Bubblicious: How to Navigate the WSOP Main Event Bubble

Published On: 11 July 2008 / Modified: 29 June 2018
Created By: Ed Sevillano
WSOP Main Event Bubble 2

It's bubble time at the Main Event. It's always interesting to see how different players handle this situation. Some players close up tighter than a drum, while others open up the floodgates.

In an event like this, people have different goals, meaning that sometimes, by-the-book strategy might not be the ideal choice.

For some of the thousands of people who qualified for this event for substantially less than the $10,000 buy-in, the thought of busting out on the bubble might be more than they can handle. Players drop at a rapid pace throughout the day and, for one of these qualifiers sitting on a less-than-average stack, it might be worth their while to hang tight.

There's No Shame in Playing to Make the Money

For some people $35,000 can be life-changing money. If that is the case, there should be no shame in playing a little timidly around the bubble. Obviously this isn't the best way to amass a huge stack by bullying the other tight players but, at the end of the day, a player can still cruise into the money and then gamble their way up to a big stack anyway.

While this strategy will be good for some, it's not optimal, especially if you have chips. If you have an average to above-average stack, the bubble is go time. Against the right opponents with the right stack sizes, the bubble can be a good time to build yourself a stack.
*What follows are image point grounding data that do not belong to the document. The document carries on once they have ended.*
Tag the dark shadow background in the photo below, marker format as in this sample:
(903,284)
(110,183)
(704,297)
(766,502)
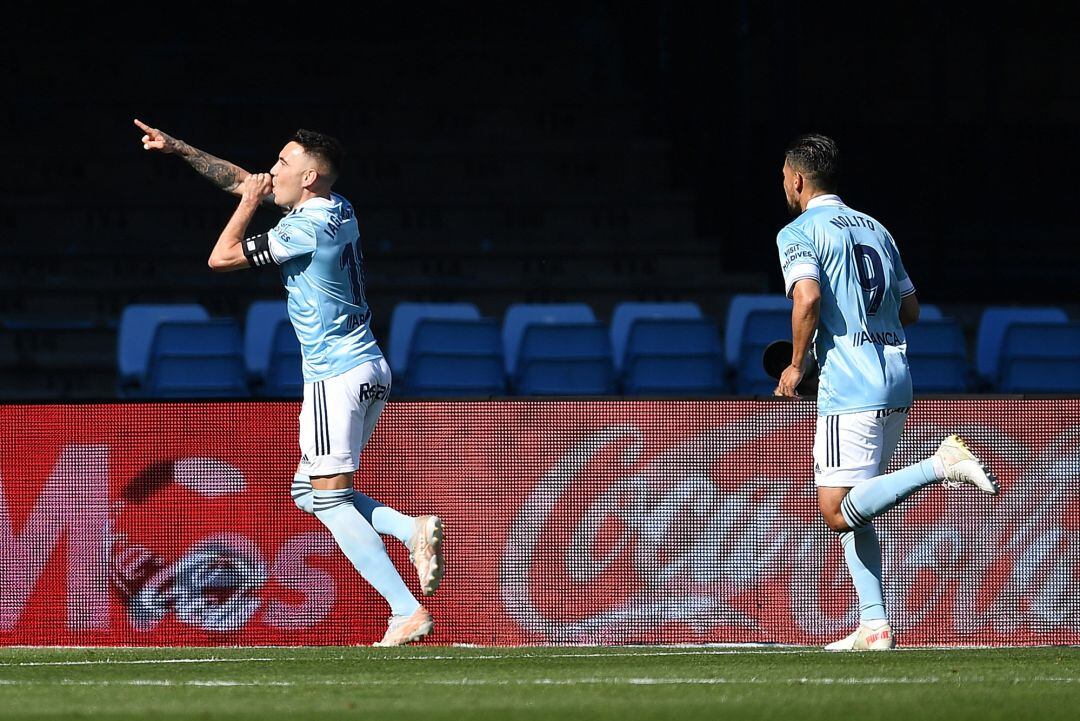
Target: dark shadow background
(596,151)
One of the key issues when attempting to build a bigger stack during the bubble period is to choose your opponents wisely. Perhaps the player who is in the big blind when you're on the button isn't so interested in playing tight, but the player on your right is. It's OK to attempt to steal that big blind from under the gun, provided the rest of your table isn't too out of line.

Most of the table is likely to give you respect because you're raising under the gun - combined with the fact that it's the bubble and anybody in early position needs to be worried about players behind them. If you can make it all the way to the button without getting played back at, there is a good chance you'll pick up the blinds and antes.

Let's switch positions and play from the button. It's all about stack sizes now. If you're up against a reasonable opponent who has an average stack and they raise from late position pre-flop, you might have found a good spot to go ahead and reraise. The key here is that your opponent cannot be a lunatic and they must have enough left over to fold and still think they have a workable stack.

Even if they don't put you on much, they might be nervous to gamble for all the marbles after having invested so much time in the tournament. Try to stay away from people who are too short-stacked. They will likely always be more inclined to call or play back at you then the medium stacks who have more breathing room.

If you find yourself at a table that has completely turned into a bunch of boulders during the bubble period, feel free to go nuts. You can raise a large percentage of the time (over 50%) with a very wide range of hands because you're forcing the other players to pick up hand.

At that rocky a table, your steal attempts will work more than enough of the time to cover the times you get played back at. Just remember to keep an eye on your position; the later your position, the better your odds of picking up the blinds uncontested. This kind of table is the ideal one during the bubble.

Not getting too far past the bubble in tournaments? Try to loosen up when approaching it. You might find that once it bursts you'll have many more chips than you're used to having, and that can put you in a position to gamble a little bit when the danger passes and people start splashing around again.